Mit dem Werk der charmanten Französin war ich wenig vertraut, in meinem CD Regal befindet sich kein einziger Silberling von ihr. Dabei hat sie inzwischen bereits vier Longplayer auf den Markt gerbacht und zusätzlich Filmmusik zum Streifen La Marche de L'empereur beigesteuert. Dennoch war ich nicht ganz unbeleckt an die Sache herangegangen, denn die beiden Singles des letzten Outputs, Dreamland und Rainbow laufen bei MTV in Dauerschleife. Natürlich spielte sie diese beiden Hits, aber zusätzlich auch etliches anderes Material, das immer von ihrer markanten heliumgetränkten Stimme und zackigen, tanzbaren Rhythmen dominiert war. Langweile kam bei mir keine Sekunde auf, dazu war außer der Musik die Sängerin einfach zu charismatisch und liebreizend (was für ein schönes Lächeln!). Ein echtes Showtalent, diese Emilie Simon, die neben dem Keyboard auch eine seltsame Ipad-ähnliche Schalttafel benutzte* und außerdem an einem Arm verkabelt war* und damit mir unerklärliche Wellen in Bewegung setzte. Am Anfang dachte ich sogar, sie sähe ständig auf die Uhr! Schon ziemlich abgefahren, das Ganze! Aber selbst wenn sie den ganzen Schnickschnack mal bei Seite ließ, machte sie eine gute Figur. Bei zwei Stücken an der Akustikgitarre bewies sie, daß sie nicht unbedingt den elektronischen Firlefanz braucht, um zu überzeugen. Ihre Stücke trug sie übrigens im Wechsel auf französisch oder englisch vor und hatte bei den englischen Songs fast keinerlei französischen Akzent, was sicherlich auch damit zusammenhängt, daß sie inzwischen in New York lebt.

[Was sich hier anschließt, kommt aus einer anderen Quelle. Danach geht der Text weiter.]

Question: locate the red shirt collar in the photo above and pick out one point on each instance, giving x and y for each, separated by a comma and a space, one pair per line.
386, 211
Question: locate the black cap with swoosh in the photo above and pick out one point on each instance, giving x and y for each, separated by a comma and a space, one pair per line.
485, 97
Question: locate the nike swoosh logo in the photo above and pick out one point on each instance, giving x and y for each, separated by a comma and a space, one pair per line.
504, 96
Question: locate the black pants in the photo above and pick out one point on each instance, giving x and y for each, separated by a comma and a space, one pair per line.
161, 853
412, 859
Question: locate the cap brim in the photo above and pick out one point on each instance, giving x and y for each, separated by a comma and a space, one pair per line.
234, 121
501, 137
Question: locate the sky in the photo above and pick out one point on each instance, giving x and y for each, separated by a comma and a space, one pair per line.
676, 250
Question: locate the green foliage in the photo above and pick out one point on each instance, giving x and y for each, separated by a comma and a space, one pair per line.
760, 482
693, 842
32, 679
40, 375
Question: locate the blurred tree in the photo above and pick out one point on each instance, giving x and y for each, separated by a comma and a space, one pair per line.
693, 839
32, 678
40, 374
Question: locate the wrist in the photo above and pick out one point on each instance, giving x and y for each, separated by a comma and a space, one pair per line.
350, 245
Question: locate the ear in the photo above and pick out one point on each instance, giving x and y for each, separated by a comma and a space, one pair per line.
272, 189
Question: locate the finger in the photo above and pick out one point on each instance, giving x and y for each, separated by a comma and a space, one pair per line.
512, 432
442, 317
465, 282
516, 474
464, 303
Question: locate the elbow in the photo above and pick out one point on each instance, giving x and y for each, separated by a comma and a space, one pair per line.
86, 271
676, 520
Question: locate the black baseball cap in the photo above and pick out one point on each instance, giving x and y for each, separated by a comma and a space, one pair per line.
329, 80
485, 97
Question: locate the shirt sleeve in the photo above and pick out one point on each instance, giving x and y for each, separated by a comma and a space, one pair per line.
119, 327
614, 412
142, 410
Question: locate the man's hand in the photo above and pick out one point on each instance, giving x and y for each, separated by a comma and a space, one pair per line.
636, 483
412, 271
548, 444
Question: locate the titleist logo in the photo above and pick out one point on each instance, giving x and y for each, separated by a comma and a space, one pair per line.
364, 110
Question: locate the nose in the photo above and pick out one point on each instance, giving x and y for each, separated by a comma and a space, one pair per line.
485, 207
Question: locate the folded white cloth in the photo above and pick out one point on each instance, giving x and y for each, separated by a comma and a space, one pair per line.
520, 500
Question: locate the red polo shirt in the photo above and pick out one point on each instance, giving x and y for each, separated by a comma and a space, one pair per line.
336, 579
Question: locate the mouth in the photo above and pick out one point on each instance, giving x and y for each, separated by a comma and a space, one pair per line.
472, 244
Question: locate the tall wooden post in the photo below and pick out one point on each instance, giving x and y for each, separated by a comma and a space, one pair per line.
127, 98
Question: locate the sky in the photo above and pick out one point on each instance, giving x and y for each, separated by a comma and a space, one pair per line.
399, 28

Alles in allem ein rundum gelungener Abend, der nach 75 Minuten mit einer Zugabe auf der Akustischen endete und das Publikum frenetisch jubeln ließ.

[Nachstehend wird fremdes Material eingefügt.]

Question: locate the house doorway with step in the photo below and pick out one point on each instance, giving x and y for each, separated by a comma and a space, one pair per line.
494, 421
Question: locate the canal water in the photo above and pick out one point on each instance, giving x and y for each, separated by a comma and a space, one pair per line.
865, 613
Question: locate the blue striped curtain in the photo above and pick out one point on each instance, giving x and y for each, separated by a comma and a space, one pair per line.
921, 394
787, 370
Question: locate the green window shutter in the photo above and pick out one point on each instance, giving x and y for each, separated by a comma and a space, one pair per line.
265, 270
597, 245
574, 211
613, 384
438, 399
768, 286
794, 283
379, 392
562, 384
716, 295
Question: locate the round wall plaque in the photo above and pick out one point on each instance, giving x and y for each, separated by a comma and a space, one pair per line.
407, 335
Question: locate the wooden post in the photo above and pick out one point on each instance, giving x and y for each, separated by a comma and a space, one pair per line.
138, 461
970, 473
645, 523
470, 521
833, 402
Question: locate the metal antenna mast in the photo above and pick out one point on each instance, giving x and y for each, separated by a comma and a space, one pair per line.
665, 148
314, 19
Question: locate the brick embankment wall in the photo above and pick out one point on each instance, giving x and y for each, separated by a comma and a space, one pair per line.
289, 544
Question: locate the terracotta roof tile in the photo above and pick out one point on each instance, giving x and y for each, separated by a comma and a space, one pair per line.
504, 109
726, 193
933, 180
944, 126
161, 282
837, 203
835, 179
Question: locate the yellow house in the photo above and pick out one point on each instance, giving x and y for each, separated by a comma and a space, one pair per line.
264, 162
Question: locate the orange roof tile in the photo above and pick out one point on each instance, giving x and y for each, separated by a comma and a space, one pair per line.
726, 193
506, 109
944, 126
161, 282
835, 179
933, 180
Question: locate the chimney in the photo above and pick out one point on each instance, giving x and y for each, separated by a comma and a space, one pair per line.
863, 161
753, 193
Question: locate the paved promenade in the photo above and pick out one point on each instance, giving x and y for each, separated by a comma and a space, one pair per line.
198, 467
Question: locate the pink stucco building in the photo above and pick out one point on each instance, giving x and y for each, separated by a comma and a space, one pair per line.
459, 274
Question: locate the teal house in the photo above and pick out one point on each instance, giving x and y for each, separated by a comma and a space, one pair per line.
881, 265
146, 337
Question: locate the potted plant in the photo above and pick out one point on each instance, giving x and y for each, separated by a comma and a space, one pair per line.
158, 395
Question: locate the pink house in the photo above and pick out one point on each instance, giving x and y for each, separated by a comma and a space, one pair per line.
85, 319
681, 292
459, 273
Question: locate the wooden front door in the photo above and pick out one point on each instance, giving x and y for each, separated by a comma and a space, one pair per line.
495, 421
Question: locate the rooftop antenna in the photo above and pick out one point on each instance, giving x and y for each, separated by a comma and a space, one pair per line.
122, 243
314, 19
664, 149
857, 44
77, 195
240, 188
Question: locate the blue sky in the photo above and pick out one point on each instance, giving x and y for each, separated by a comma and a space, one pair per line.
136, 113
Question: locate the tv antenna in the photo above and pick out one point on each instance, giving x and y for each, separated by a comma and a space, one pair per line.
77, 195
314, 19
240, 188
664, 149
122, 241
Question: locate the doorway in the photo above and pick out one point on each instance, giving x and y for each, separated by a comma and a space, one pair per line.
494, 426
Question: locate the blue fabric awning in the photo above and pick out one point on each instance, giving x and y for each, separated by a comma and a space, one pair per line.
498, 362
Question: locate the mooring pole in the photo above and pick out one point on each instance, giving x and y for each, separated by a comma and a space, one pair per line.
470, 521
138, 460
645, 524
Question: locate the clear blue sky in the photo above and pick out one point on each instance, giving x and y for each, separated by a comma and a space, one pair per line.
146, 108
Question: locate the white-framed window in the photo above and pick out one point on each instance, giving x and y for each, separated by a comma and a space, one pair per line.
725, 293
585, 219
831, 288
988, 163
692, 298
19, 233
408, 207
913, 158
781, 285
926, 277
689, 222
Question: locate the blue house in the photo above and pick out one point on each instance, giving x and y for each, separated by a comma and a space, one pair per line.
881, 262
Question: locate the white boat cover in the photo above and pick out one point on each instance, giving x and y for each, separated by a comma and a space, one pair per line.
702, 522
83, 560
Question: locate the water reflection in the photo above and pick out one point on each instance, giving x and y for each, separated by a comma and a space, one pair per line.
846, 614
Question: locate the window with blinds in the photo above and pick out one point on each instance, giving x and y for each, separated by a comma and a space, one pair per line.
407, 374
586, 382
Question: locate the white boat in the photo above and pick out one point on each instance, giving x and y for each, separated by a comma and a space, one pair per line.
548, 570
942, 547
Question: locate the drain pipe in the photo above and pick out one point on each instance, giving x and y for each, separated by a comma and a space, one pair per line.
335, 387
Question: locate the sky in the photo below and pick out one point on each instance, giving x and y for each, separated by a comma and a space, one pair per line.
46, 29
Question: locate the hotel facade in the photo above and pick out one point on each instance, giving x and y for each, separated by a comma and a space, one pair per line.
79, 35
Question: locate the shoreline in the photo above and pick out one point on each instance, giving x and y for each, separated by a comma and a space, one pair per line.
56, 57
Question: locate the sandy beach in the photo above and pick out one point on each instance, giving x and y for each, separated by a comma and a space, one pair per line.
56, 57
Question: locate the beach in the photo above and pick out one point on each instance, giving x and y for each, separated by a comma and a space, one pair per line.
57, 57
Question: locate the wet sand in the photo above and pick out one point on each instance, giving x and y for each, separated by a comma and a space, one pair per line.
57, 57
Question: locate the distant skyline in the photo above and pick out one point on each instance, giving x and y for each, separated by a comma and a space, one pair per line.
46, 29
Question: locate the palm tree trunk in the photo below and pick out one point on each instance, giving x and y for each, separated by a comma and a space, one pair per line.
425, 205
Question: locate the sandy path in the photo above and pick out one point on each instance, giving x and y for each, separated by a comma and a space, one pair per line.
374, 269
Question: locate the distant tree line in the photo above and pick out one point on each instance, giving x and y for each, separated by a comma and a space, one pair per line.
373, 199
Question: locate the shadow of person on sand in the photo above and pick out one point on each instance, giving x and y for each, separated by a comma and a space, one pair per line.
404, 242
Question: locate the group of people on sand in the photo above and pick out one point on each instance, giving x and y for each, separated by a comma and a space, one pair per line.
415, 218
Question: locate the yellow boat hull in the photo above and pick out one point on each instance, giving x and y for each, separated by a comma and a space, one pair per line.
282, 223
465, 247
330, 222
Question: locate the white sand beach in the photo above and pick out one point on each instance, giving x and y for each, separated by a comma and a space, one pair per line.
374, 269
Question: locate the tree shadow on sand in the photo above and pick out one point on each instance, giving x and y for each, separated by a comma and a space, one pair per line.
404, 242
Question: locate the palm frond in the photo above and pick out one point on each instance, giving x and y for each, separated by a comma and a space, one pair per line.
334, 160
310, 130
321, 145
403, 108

Setlist Emilie Simon, La Boule Noire, Paris:
01: Intro
02: The Devil At My Door
03: Dreamland
04: Fools Like Us
05: Opium
06: Desert
07: Chinatown
08: The Way I See You
09: Closer
10: Flowers
11: I Wanna Be Your Dog (The Stooges)
12: The Cycle
13: Rainbow
14: Ballad Of The Big Machine
15: Rocket To The Moon
16: Fleure De Saison
02: The Devil At My Door
03: Dreamland
04: Fools Like Us
05: Opium
06: Desert
07: Chinatown
08: The Way I See You
09: Closer
10: Flowers
11: I Wanna Be Your Dog (The Stooges)
12: The Cycle
13: Rainbow
14: Ballad Of The Big Machine
15: Rocket To The Moon
16: Fleure De Saison
* ein sogenanntes Tenori-On, ein von Japanern erfundenes elektrisches Musikinstrument, welches u.a. auch von Little Boots und Björk benutzt wird.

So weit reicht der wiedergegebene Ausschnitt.